[Pw_forum] Problem with QE 4.2.1 and AMD Opteron 6200 / 6300

Thu Dec 12 11:20:15 CET 2013

Dear Fabricio,

I reckon there is some inconsistency in the results you are obtaining.
The AMD 6380 is a 16-core model. I'm wondering how do you map the 
process affinity while running on 8 cores.
Without controlling such mapping you can obtain substantial performance 
variation at each execution.
Indeed, cache memory and FPU are shared among a given set of cores and 
the increasing concurrency on shared resources goes along with a 
degradation of the performances.
The AMD 6380 also supports the AVX instruction set extension for vector 
operations at 256bit. Does your O.S. support that too?
Compile a simple source with -mavx and see whether you can run it. Or 
check if the "avx" flag is present in your /proc/cpuinfo.

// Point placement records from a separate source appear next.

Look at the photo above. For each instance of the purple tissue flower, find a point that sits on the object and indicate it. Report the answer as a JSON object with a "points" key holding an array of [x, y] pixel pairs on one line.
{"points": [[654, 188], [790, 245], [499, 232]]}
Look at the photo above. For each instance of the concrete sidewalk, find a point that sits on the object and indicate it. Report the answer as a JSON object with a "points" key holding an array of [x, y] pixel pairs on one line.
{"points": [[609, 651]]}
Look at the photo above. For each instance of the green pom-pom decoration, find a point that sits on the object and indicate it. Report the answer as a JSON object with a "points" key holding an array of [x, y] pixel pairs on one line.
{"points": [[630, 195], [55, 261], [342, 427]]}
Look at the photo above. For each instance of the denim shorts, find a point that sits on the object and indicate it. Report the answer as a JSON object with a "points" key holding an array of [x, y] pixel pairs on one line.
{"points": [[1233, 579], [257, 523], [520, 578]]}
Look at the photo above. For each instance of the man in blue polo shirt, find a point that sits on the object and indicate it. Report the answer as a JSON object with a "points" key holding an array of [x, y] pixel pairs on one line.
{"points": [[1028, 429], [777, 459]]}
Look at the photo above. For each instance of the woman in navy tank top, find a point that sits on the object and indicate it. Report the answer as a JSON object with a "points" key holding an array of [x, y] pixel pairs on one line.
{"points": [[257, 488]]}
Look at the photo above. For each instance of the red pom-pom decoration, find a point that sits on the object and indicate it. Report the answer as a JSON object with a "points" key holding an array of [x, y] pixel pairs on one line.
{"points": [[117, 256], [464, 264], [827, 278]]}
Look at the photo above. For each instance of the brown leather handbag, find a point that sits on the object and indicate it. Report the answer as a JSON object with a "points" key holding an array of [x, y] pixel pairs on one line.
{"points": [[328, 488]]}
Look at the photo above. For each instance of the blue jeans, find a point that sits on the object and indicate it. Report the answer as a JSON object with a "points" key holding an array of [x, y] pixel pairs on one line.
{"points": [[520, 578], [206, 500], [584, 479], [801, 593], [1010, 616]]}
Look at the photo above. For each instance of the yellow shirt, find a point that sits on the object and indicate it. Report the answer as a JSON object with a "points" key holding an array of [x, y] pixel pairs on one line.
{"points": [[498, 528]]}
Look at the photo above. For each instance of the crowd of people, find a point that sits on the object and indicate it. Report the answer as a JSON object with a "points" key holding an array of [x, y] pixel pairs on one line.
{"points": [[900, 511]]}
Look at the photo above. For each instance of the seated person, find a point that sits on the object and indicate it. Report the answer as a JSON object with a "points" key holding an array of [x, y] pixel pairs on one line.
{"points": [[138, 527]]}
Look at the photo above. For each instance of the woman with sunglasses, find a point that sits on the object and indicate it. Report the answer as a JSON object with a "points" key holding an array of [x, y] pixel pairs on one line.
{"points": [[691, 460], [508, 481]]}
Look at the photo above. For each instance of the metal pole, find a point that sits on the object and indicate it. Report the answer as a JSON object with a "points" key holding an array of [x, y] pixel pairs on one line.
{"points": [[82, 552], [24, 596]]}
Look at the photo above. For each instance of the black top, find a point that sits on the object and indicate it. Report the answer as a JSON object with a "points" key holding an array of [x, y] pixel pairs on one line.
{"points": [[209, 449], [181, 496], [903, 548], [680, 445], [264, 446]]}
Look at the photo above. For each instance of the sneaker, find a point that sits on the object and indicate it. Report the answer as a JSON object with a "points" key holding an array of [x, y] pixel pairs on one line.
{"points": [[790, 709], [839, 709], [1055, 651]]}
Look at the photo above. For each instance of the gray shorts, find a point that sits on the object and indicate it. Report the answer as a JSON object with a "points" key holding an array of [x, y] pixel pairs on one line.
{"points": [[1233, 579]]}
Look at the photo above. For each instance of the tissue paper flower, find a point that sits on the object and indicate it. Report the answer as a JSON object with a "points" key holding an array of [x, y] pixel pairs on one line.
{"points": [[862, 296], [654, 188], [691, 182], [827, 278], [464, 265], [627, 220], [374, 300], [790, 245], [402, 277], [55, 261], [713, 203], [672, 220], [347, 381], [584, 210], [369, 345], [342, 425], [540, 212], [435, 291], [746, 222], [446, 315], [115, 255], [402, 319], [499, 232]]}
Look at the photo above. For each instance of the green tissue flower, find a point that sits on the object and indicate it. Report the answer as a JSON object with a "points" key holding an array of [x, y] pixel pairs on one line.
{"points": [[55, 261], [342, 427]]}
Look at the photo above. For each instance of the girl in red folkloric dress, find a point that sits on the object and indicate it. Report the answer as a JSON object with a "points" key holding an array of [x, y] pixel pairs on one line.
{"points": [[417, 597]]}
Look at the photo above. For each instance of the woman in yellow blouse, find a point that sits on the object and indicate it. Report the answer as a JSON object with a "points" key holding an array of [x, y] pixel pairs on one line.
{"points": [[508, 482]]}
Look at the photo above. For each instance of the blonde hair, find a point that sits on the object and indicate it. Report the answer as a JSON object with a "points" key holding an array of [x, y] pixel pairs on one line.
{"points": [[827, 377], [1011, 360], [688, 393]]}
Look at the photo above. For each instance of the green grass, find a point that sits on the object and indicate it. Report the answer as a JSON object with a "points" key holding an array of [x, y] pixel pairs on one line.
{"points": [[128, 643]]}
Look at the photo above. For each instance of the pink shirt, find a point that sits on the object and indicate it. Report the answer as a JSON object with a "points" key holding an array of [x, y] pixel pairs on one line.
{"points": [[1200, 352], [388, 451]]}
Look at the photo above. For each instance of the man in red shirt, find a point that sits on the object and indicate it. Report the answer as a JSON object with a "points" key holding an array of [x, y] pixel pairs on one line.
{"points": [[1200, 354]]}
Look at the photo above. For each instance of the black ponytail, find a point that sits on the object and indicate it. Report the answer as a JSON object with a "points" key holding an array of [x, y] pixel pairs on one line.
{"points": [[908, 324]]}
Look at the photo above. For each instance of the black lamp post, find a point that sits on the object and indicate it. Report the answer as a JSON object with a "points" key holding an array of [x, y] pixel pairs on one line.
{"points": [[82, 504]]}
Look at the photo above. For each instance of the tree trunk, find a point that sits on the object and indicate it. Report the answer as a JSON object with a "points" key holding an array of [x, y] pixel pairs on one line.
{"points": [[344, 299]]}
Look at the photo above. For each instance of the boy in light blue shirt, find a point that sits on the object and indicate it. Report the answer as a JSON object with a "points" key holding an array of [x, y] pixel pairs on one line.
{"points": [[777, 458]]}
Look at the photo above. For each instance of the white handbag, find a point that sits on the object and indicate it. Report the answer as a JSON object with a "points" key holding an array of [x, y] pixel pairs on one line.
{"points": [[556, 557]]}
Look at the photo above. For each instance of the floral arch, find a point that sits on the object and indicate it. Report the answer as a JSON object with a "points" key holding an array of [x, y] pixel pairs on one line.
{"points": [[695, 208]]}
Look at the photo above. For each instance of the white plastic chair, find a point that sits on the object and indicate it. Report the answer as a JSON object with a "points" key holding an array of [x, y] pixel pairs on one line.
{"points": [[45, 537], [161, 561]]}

For my experience about benchmarking QE on the same CPU system, the 
combination of the Intel compiler + MKL turned out to be always the best 
option.

Regards,

Ivan

On 11/12/2013 19:52, Fabricio Cannini wrote:
> Em 11-12-2013 15:51, Paolo Giannozzi escreveu:
>> >  On Tue, 2013-12-10 at 19:49 -0200, Fabricio Cannini wrote:
>>> >>  Em 10-12-2013 18:34, Paolo Giannozzi escreveu:
>>>> >>>  First of all you should verify if multi-threading libraries
>>>> >>>  are conflicting with MPI parallelization.
>>> >>
>>> >>  Yes, i did look into it already.
> Hi there
>
>
> So, what else can I look into ?
> I did more tests, on the same Opteron 6380 machine, using the same
> binaries, but now using the "DEISA medium benchmark" and the results
> were interesting.
>
> http://qe-forge.org/gf/project/q-e/frs/?action=FrsReleaseView&release_id=45
>
>
> ifort 13.2 + mkl 11.0 / 8 cores		= 1h8m
> gfortran 4.6 + openblas 0.2.8 / 8 cores	= 46m57.62s
>
>
>
> This is making me even more suspicious of intel compiler being the problem.
>
> TIA,
> Fabricio